The butter market illustrates the conundrum that besets much of the dairy complex. Stocks are relatively low and production is falling seasonally. Milk and butter output are not rising anywhere that matters. U.S. butter is much cheaper than foreign product, so trade is further eroding supplies. But prices are already quite high, and demand is starting to slip. Consumers are feeling the strain of high gas prices and rising inflation. Economists warn that a recession could be around the corner. It’s difficult to sustain $3 butter in that environment, so prices took a big step back today.
The other dairy markets followed a similar path, but the Friday setback overwhelmed early-week strength.
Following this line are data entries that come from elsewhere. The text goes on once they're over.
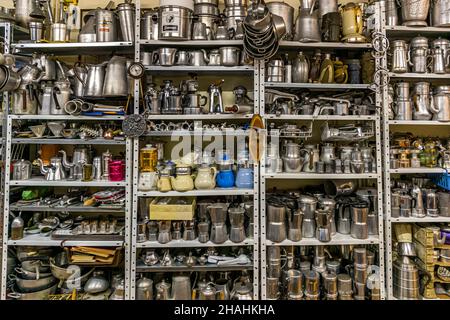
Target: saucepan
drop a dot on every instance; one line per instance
(29, 275)
(38, 295)
(27, 285)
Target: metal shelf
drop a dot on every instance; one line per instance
(38, 240)
(338, 239)
(320, 118)
(324, 45)
(417, 123)
(75, 48)
(192, 244)
(191, 43)
(415, 31)
(207, 116)
(199, 69)
(320, 176)
(416, 170)
(74, 208)
(201, 133)
(420, 76)
(424, 219)
(199, 193)
(317, 86)
(66, 141)
(63, 117)
(183, 268)
(40, 181)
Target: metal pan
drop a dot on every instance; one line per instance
(38, 295)
(31, 275)
(28, 286)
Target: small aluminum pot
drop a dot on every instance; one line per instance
(229, 56)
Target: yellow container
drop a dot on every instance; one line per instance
(172, 210)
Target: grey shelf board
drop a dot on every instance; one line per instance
(338, 239)
(38, 240)
(192, 244)
(140, 268)
(325, 45)
(416, 170)
(67, 141)
(319, 176)
(200, 69)
(75, 48)
(206, 116)
(320, 118)
(199, 193)
(424, 219)
(74, 208)
(415, 31)
(40, 181)
(316, 86)
(212, 133)
(191, 43)
(419, 76)
(417, 123)
(63, 117)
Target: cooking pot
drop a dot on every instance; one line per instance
(27, 286)
(38, 295)
(229, 56)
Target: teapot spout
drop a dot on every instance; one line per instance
(44, 170)
(66, 163)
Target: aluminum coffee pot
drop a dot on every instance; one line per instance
(53, 172)
(415, 12)
(116, 82)
(307, 25)
(323, 225)
(276, 229)
(400, 56)
(418, 208)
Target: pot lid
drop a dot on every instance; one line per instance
(307, 199)
(419, 42)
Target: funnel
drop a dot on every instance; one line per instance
(38, 130)
(56, 128)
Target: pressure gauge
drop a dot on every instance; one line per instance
(136, 70)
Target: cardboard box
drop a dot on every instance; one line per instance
(172, 210)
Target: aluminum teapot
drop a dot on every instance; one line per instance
(53, 172)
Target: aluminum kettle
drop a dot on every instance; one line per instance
(116, 81)
(300, 69)
(93, 86)
(307, 25)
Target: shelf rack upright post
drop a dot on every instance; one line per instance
(390, 126)
(136, 195)
(63, 49)
(377, 240)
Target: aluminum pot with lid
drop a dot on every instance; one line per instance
(229, 56)
(149, 25)
(285, 11)
(214, 2)
(174, 23)
(206, 8)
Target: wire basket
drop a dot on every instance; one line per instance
(442, 180)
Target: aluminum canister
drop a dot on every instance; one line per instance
(105, 25)
(149, 25)
(126, 12)
(175, 23)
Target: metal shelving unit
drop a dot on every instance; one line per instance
(407, 33)
(75, 48)
(64, 49)
(67, 141)
(135, 266)
(317, 86)
(265, 178)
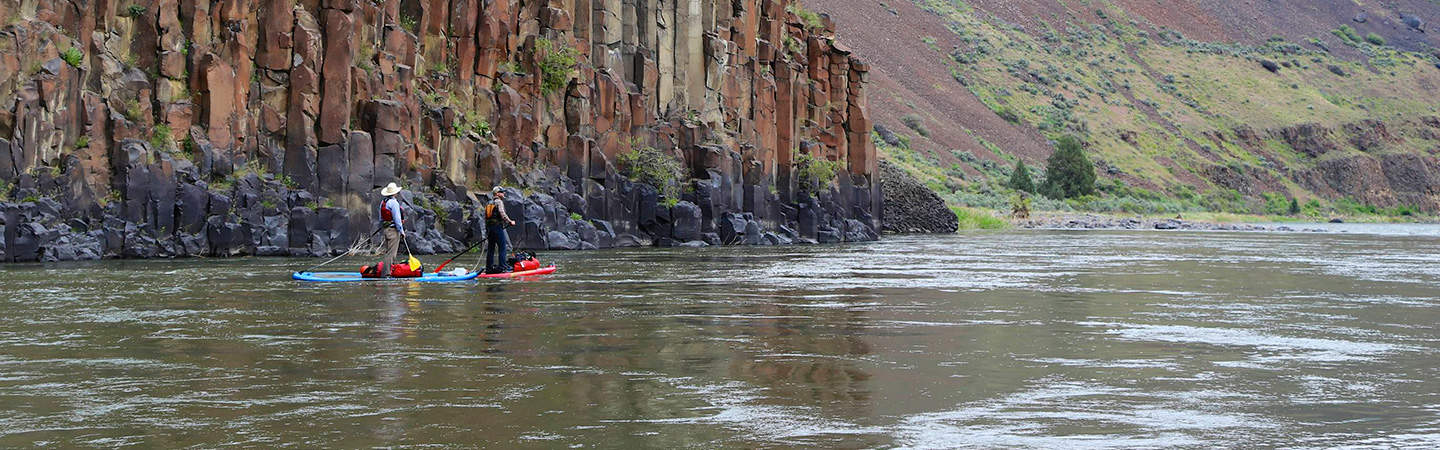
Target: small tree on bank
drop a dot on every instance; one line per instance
(1069, 173)
(1020, 178)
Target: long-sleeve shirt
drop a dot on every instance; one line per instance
(500, 209)
(395, 214)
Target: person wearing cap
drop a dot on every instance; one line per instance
(392, 222)
(496, 222)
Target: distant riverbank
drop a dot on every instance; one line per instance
(972, 218)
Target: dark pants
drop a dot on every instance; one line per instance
(497, 240)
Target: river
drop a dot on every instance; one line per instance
(985, 339)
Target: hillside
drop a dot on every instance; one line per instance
(1175, 101)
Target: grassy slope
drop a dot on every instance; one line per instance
(1170, 95)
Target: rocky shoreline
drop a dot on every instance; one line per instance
(1092, 221)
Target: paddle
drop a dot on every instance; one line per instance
(464, 251)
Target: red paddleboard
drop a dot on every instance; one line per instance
(537, 271)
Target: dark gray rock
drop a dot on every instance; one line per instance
(556, 240)
(909, 208)
(752, 234)
(686, 219)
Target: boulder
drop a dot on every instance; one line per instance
(910, 206)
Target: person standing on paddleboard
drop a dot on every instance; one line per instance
(393, 227)
(496, 222)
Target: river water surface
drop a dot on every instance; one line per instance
(1007, 339)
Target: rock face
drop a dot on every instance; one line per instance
(910, 208)
(265, 126)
CME spot Cheddar blocks fell 1.5ȼ to $2.255. Barrels slipped 0.25ȼ to $2.2425. Spot nonfat dry milk (NDM) dropped 0.75ȼ to $1.855. Whey powder closed at 54.25ȼ, down 1.5ȼ for the week
Overseas markets gained ground. At Tuesday’s Global Dairy Trade (GDT) auction all products except Cheddar moved higher, led by a 5.7% increase in the price of whole milk powder (WMP). Skim milk powder (SMP) rallied 3% to the rough equivalent of NDM at $1.92 per pound. GDT butter prices jumped 5.6%. Compared to goods from Europe and New Zealand, U.S. dairy products are competitively priced, despite the very strong dollar.
U.S. exporters navigated a shortage of containers, a lack of truck drivers, and a backlog at the ports and managed to send more dairy overseas in April than in any other April on record. U.S. exports of NDM/SMP were healthy, at 162 million pounds, but they fell 6% short of the unusually high volumes of April 2021, when shipments to the Middle East spiked. Cheese exports echoed the strong March showing and topped 91 million pounds, up 2% from a year ago to the greatest volume ever on a daily average basis. Butterfat exports remained strong, driven by a jump in anhydrous milk shipments. However, whey exports remained in the doldrums, weighed down by weak demand from China.
Although domestic demand remains a concern, exports are likely to remain strong, and foreign dairy markets are providing a firm floor under the U.S. dairy complex. Meanwhile, the spring flush is limping to a close, and a heat wave looms in the Southwest and Midwest. Despite the setback in the spot markets, milk futures moved higher again this week. Second-half Class IV futures added 20ȼ, on average, and the July and August contracts topped $26 per cwt. Most Class III contracts also posted double-digit gains, and 2023 Class III futures scored life-of-contract highs.
After a big selloff last week, the feed markets zigged and zagged but ultimately finished much higher than last Friday. July soybeans reached life-of-contract highs Thursday. But palm oil futures dropped hard after Indonesia eased the way for more exports. Soybean oil followed palm oil lower and dragged soy futures down with them. July soybeans closed at a still-high $17.455 per bushel, up nearly 50ȼ from last Friday. July soybean meal advanced nearly $22 to $429.10 per ton. July corn futures regained much of the ground they lost last week and settled at $7.7325, up 46.25ȼ. December corn added 30.5ȼ and reached $7.205.
Outside of North Dakota and parts of Minnesota, crops are in the ground and enjoying a nice mix of sunshine and rain. But there is a lot of heat in the forecast and the trade is on edge. USDA’s monthly update to its crop balance sheet confirmed that corn and soybean supplies are likely to remain tight, although the agency expects that there will be more corn in 2022 and 2023 than there was last year. Still, grain and oilseed prices are likely to remain high.
The cost of forages varies widely from region to region, but they are pricey too. In the West, lower acreage and severe drought have reduced hay supplies. The drought is a double whammy, because it also limits grazing and boosts hay demand. Central California is home to the greatest concentration of dairies in the country, and it’s also the epicenter of the hay shortage. According to the Hoyt Report, premium alfalfa is regularly selling for $420 to $435 per ton, up from around $280 per ton a year ago. Dairy producers are cashing some very big milk checks, but feed costs are eating up a huge chunk of that revenue, especially in the West.